A piece by Browne was featured in the Brooklyn Museum’s 2017 survey “We Wanted a Revolution: Black Radical Women 1965–85,” but the show at this gallery was the first major presentation of her work in New York in roughly two decades. And though she was a force within the history of black feminist art, her exhibition history remains incommensurate with her output, doubtless thanks to gargoyles like those she parodied in “Little Men.”
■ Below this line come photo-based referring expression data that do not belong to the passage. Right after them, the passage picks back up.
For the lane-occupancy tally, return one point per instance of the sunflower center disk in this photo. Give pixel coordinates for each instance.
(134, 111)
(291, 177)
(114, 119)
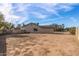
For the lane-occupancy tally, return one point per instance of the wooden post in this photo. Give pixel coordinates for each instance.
(77, 33)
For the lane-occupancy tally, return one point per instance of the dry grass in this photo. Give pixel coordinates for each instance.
(42, 45)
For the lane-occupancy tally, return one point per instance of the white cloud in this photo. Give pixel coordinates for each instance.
(39, 15)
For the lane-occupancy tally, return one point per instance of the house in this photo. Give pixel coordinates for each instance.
(35, 28)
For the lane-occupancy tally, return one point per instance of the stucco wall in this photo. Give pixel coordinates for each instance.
(30, 28)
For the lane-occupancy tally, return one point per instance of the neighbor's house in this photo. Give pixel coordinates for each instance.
(35, 28)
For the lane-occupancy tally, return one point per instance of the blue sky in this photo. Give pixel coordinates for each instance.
(42, 13)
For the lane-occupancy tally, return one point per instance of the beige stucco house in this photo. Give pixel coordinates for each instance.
(35, 28)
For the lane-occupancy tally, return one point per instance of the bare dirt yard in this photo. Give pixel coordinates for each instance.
(57, 44)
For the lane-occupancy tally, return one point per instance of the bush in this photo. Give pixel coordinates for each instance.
(72, 30)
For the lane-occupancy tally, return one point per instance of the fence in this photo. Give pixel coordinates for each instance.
(77, 33)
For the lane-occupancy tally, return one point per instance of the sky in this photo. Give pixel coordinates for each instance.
(42, 13)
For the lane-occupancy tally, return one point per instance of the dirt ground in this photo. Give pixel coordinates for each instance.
(41, 45)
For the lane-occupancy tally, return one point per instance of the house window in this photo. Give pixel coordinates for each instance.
(35, 29)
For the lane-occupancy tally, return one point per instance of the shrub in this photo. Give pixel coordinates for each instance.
(72, 30)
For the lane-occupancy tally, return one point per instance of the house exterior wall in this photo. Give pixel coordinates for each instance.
(30, 28)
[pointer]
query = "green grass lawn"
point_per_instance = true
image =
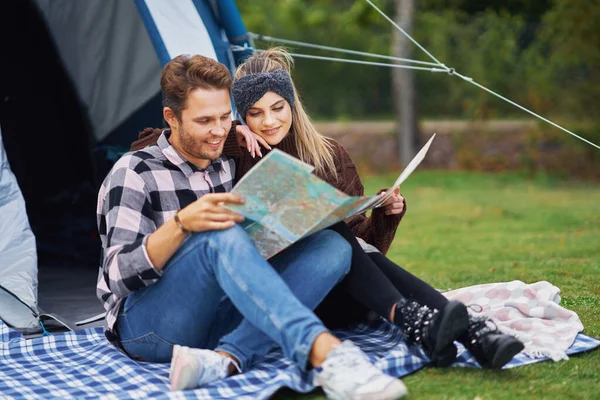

Browne was tireless: She became an original member of the Black Emergency Cultural Coalition in 1969 after the disastrous “Harlem on My Mind” exhibition at the Metropolitan Museum of Art in New York. That show primarily condescended to museumgoers with sociological documentation, rather than spotlighting work by black artists. Two years later, with Dindga McCannon and Faith Ringgold, she formed the arts collective Where We At and co-organized a show of the same name—among the first devoted exclusively to black women. In 1982, Browne coedited the “Racism” issue of Heresies, the titular journal published by a New York–based feminist group. These events merely skim the surface of her activism. 

Seethe as they do against a deeply unjust society, the works comprising “Little Men” don’t read as overt protest art. It seems there’s a reason for this: In 1968, Browne told an interviewer that she sketched and painted hundreds of male figures as a way of untangling a vexed relationship with her father. But don’t mistake these images for portraits, as the empathy an artist might have for her sitter is utterly absent. At times, Browne’s depictions are so vague that they may as well be full-blown abstractions. Like Ringgold in her contemporaneous “American People” series, 1963–67, Browne weds surprising color with eccentric figuration to express the violence inherent in whiteness. Her series lacks the thematic subtlety and paradoxes of “American People,” and while the types of masculine vulgarity at first feel endless, they eventually blur into a brutal, overwhelming sameness. Yet the conceptual limitations of “Little Men” are deliberate, even key. The artist has described this body of work, made early in her career, as a sort of catharsis. A devotee of Cézanne (Browne traded in the post-Impressionist’s apples for pumpkin-headed plutocrats), she continuously returned to the same subject—not to flout the conventions of reality but to mutiny against the ubiquitous obstacles of her reality, and to turn the reductive male gaze and its gorgonizing stupidity back on itself. Unlike Cézanne, who embraced the role of experimenter, Browne firmly shunned this position. “I think that my whole push is in saying what there is to say,” she once remarked. We should all be listening to her, as there is so much more to hear.